Stack merge points and managed pointers in the CLR


My understanding is that the .NET CLR is allowed to run "unverifiable" and "verifiable" bytecode. However, in both cases, the bytecode must be "correct CIL" in terms of the ECMA-CIL. Bytecode that is correct but unverifiable could be generated by using unsafe features of C#. Verifiable bytecode could come from day-to-day C#.

Either way, the .NET CLR must guarantee somehow that the bytecode is correct CIL. To do so, it must statically infer basic information about the stack state before each instruction. For instance, the number of elements and very coarse type inference. The inferred information must be merged at the beginning of a basic block if it has more than one predecessor.

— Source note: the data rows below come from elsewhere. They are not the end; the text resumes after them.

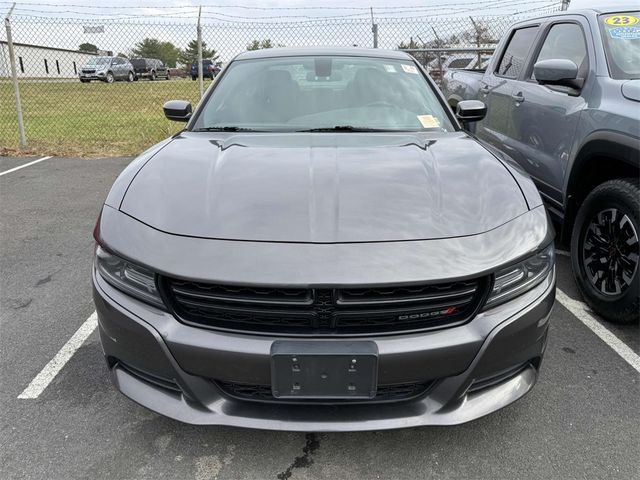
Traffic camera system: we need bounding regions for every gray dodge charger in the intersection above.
[93,49,555,431]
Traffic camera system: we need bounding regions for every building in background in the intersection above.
[0,40,96,78]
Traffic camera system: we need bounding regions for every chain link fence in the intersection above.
[0,8,554,155]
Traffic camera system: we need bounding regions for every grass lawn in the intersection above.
[0,79,209,156]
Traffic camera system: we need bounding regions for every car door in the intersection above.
[476,24,539,148]
[504,17,589,207]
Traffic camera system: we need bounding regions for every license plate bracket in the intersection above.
[271,341,378,400]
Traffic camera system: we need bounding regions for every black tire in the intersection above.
[571,178,640,324]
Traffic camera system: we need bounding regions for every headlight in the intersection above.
[485,244,555,307]
[95,246,164,308]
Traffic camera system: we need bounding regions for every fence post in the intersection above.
[369,7,378,48]
[198,7,204,98]
[4,3,27,147]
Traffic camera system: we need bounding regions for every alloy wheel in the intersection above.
[582,208,639,297]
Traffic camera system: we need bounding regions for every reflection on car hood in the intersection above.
[621,80,640,102]
[120,132,527,243]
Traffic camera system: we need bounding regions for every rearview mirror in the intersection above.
[533,58,584,88]
[456,100,487,124]
[162,100,192,122]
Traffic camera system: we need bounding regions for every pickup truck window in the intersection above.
[600,12,640,79]
[531,23,588,78]
[496,26,538,78]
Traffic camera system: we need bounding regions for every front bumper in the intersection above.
[93,264,555,432]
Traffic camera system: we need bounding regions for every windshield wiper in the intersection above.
[296,125,388,132]
[192,125,258,132]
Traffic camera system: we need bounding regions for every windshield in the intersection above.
[600,12,640,79]
[192,56,454,131]
[86,57,111,65]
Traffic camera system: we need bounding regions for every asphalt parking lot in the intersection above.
[0,157,640,480]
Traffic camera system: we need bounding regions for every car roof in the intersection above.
[515,3,638,25]
[235,47,411,60]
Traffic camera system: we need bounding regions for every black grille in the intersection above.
[215,381,434,404]
[160,278,488,335]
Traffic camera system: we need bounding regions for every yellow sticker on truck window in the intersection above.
[418,115,440,128]
[604,15,640,27]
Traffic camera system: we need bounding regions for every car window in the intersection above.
[496,26,538,78]
[599,12,640,79]
[449,58,473,68]
[531,23,588,78]
[194,56,454,131]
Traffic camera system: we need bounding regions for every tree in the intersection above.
[78,43,98,53]
[178,40,220,66]
[247,38,274,50]
[131,38,180,68]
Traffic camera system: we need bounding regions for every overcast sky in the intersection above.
[0,0,637,21]
[0,0,637,61]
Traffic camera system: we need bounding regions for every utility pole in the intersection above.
[198,6,204,98]
[369,7,378,48]
[4,3,27,147]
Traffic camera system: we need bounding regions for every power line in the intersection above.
[6,0,558,21]
[0,0,566,13]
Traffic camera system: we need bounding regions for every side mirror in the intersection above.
[456,100,487,124]
[162,100,192,122]
[533,58,584,88]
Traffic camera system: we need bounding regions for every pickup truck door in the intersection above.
[509,17,589,208]
[476,25,539,154]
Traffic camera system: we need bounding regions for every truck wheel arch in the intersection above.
[562,130,640,240]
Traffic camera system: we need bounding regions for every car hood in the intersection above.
[620,80,640,102]
[120,132,528,243]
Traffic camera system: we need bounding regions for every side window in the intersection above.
[496,26,538,78]
[532,23,588,78]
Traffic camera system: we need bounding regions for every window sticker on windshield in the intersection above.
[402,63,418,75]
[609,27,640,40]
[604,15,640,27]
[418,115,440,128]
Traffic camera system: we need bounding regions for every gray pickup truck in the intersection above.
[442,4,640,323]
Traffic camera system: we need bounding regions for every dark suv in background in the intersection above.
[442,6,640,323]
[78,57,135,83]
[131,58,170,80]
[191,60,221,80]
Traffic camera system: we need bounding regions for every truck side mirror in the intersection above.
[533,58,584,89]
[456,100,487,125]
[162,100,192,122]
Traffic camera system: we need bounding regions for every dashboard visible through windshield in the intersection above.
[191,56,454,132]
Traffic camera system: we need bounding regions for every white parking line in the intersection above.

My question is, is it allowed to merge managed pointers of different types? I mean this regarding correct CIL but not necessarily verifiable CIL.

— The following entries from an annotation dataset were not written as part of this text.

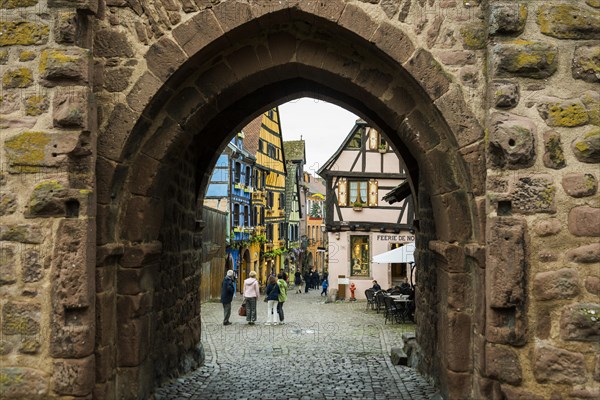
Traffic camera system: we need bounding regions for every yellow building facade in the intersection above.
[244,107,287,285]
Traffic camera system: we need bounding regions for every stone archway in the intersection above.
[0,0,600,399]
[97,2,484,397]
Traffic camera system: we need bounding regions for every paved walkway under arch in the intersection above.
[155,290,435,400]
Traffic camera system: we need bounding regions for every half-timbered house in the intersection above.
[319,119,414,298]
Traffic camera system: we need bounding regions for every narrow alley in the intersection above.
[155,289,435,400]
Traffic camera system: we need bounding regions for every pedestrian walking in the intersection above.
[294,270,302,293]
[244,271,260,325]
[312,269,319,289]
[265,276,279,325]
[277,272,288,325]
[221,270,235,325]
[321,280,329,296]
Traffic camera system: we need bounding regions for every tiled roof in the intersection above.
[242,114,264,156]
[283,140,305,161]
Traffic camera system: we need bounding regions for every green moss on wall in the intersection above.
[0,21,50,47]
[5,132,50,172]
[24,95,48,116]
[0,0,38,9]
[2,68,33,89]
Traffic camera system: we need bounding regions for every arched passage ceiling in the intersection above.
[99,5,484,241]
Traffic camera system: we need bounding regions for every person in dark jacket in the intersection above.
[304,271,310,293]
[221,270,235,325]
[294,271,302,293]
[265,276,279,325]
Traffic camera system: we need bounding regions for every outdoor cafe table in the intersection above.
[390,295,412,322]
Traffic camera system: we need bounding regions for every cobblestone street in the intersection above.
[155,290,435,400]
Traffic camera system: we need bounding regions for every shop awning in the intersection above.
[371,243,415,264]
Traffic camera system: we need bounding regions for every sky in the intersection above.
[279,97,358,174]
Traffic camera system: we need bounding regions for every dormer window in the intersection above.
[347,127,365,149]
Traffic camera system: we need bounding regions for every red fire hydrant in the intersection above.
[350,282,356,301]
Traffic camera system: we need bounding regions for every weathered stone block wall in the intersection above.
[0,0,600,399]
[476,0,600,399]
[0,0,97,399]
[151,149,202,380]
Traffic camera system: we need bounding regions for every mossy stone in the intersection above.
[511,175,556,214]
[460,23,487,50]
[571,129,600,164]
[0,0,38,9]
[537,98,590,127]
[19,50,37,62]
[4,132,50,172]
[2,302,40,335]
[0,193,17,216]
[492,40,558,79]
[580,90,600,125]
[543,131,567,169]
[26,180,68,217]
[2,68,33,89]
[0,21,50,47]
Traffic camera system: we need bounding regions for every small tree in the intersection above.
[310,203,322,218]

.method public static void Bar (int32& a, uint32& b, bool d) cil managed
{
    .maxstack 8
    IL_0003: ldarg.2
    IL_0004: brfalse.s IL_000b

    IL_0006: ldarg.0
    IL_0009: br.s IL_000d

    IL_000b: ldarg.1

    IL_000d: pop
    IL_000e: ret
}

ILVerify reports:

IL]: Error [PathStackUnexpected]: [Test.dll : .Test::Bar(int32&, uint32&, bool)][offset 0x00000006][found address of Int32][expected address of UInt32] Non-compatible types on stack depending on path.

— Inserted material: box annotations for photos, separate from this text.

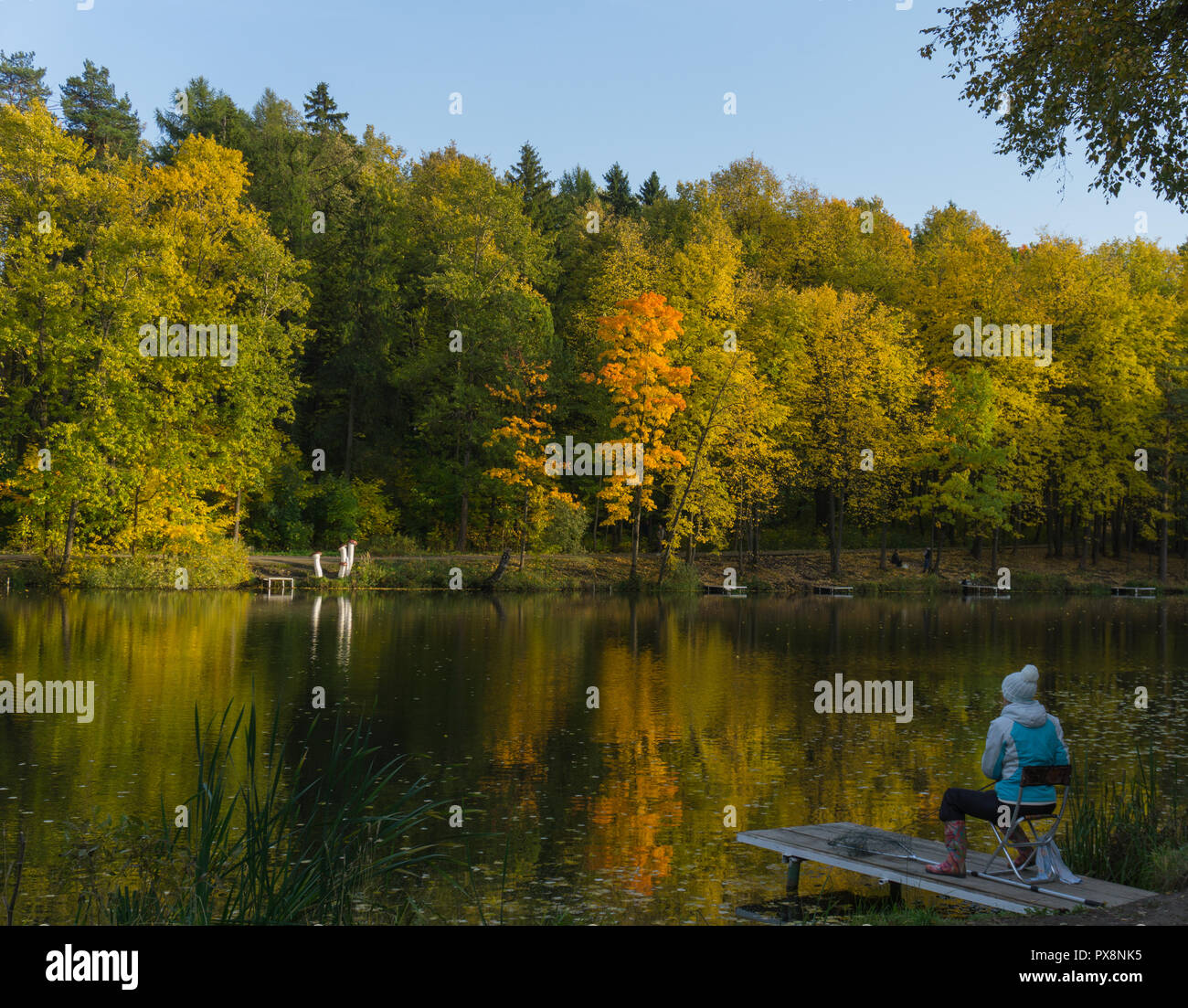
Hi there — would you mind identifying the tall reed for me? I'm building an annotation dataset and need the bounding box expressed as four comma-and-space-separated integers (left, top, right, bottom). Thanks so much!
107, 704, 446, 924
1060, 747, 1188, 889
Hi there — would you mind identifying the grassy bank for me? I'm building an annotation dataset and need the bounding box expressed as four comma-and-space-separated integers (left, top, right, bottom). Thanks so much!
0, 541, 1188, 596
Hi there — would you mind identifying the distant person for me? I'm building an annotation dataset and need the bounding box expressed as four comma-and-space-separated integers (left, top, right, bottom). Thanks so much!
926, 664, 1068, 878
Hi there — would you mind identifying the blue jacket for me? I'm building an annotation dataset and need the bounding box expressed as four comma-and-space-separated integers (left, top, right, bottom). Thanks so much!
981, 700, 1069, 805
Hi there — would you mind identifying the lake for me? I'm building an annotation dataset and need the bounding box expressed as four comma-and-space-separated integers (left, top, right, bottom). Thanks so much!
0, 592, 1188, 924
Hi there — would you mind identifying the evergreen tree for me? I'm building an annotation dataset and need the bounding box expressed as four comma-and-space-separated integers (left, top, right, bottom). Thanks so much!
154, 78, 253, 164
60, 59, 140, 158
557, 164, 598, 207
305, 80, 349, 135
0, 48, 50, 111
600, 162, 639, 217
639, 171, 668, 207
506, 143, 553, 229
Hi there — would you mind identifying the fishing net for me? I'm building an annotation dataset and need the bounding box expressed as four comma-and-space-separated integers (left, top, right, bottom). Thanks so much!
827, 826, 922, 859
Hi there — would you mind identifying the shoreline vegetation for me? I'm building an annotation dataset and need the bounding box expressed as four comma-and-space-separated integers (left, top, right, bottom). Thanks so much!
0, 542, 1188, 596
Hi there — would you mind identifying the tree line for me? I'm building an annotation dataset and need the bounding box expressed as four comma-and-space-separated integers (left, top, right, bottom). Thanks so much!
0, 52, 1188, 577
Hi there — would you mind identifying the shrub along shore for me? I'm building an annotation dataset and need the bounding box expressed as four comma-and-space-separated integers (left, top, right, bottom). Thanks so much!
0, 542, 1188, 596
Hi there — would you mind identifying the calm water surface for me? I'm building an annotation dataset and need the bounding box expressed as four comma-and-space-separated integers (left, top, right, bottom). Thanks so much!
0, 593, 1188, 922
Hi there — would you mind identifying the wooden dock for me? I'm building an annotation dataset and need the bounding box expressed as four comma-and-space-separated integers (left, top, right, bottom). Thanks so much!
705, 585, 748, 598
736, 822, 1155, 913
961, 584, 1011, 598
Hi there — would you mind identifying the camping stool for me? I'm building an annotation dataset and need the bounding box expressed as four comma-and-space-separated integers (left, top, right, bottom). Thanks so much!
979, 763, 1073, 882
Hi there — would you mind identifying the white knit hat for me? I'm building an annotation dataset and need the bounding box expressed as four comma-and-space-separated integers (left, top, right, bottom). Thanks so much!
1002, 664, 1040, 704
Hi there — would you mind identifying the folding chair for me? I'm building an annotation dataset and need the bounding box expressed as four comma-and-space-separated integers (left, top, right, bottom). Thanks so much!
981, 764, 1073, 882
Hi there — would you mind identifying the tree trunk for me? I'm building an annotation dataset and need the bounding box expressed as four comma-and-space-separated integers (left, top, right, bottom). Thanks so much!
342, 378, 355, 483
458, 444, 471, 553
631, 486, 644, 581
480, 549, 512, 592
519, 493, 527, 570
60, 498, 79, 576
656, 355, 739, 585
132, 486, 140, 557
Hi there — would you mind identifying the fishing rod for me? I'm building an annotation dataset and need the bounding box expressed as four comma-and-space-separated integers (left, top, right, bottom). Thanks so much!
828, 829, 1105, 907
966, 871, 1105, 907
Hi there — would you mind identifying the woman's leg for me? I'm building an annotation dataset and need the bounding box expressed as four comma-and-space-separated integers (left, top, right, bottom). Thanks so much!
926, 788, 999, 878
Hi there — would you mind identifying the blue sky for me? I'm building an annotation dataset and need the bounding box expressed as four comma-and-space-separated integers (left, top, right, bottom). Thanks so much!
9, 0, 1188, 246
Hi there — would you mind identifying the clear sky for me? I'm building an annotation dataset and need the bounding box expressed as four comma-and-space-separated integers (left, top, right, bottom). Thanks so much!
9, 0, 1188, 246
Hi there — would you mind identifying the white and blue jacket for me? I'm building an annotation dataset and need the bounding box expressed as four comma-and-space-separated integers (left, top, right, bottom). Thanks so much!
981, 700, 1069, 805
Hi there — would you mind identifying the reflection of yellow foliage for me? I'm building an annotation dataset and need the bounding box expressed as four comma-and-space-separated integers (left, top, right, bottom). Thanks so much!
586, 739, 682, 893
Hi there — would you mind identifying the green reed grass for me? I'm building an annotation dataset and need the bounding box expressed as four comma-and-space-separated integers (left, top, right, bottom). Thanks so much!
107, 705, 447, 924
1060, 747, 1188, 890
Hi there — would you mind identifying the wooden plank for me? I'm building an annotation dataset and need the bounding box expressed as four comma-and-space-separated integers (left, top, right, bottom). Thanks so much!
736, 822, 1155, 913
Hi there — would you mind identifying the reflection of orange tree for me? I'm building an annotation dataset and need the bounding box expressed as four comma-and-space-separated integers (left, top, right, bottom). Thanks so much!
587, 645, 684, 893
586, 738, 682, 893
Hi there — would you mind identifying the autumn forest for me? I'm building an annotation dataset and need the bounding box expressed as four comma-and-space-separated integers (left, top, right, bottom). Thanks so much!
0, 60, 1188, 577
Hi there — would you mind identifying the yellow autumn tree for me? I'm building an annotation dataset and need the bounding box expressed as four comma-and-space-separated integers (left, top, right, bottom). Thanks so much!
486, 361, 581, 570
583, 292, 693, 582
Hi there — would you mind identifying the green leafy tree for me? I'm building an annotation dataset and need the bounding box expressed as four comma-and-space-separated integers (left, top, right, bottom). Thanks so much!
921, 0, 1188, 209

My problem is that I don't know if this is regarding the verifiability or correctness of the bytecode. I mean "verifiability" and "correctness" in the same way they are defined in the ECMA-CIL. I also wonder if I may be misunderstanding the standard.


Solution

  • ECMA-335, page 83, says:

    The type state of the stack (the stack depth and types of each element on the stack) at any given point in a program shall be identical for all possible control flow paths. For example, a program that loops an unknown number of times and pushes a new element on the stack at each iteration would be prohibited.

    This is reinforced by page 85:

    Regardless of the control flow that allows execution to arrive there, each slot on the stack shall have the same data type at any given point within the method body.

    Therefore it would seem that, in general, the types of elements on the stack must be identical. However, section I.12.3.2.1 goes on to specify that the evaluation stack is only recognized to consist of these types: int64, int32, native int, F, &, O, * (either native int or &), or any arbitrary user-defined value type.

    This seems to imply that, while the CIL treats int32& and uint32& as different types, the evaluation stack treats them both as &, thus the "type state" is the same for both control flows. Thus the CIL is correct.

    Verifiability is a stronger criterion, ensuring that the program is ultimately memory-safe and has predictable results in all situations with respect to the program's memory. Verification does not use the limited number of types the CLI uses for the evaluation stack, instead it requires that the type states be compatible, usually by having the same verification type.

    In your case, what matters are the types of the referred-to variables: int32 and uint32. As is described on page 36:

    The verification type of a type T is the following:
    ...
    2. If T is a managed pointer type S& and the reduced type of S is:
    ...
    int32, then its verification type is int32&.

    And again, on the same page:

    The reduced type of a type T is the following:
    1. If the underlying type of T is:
    ...
    int32, or unsigned int32, then its reduced type is int32.

    As a consequence, the reduced types are both int32, and so the verification types of both parameters are int32&, regardless of their signedness, thus the CLI is verifiable.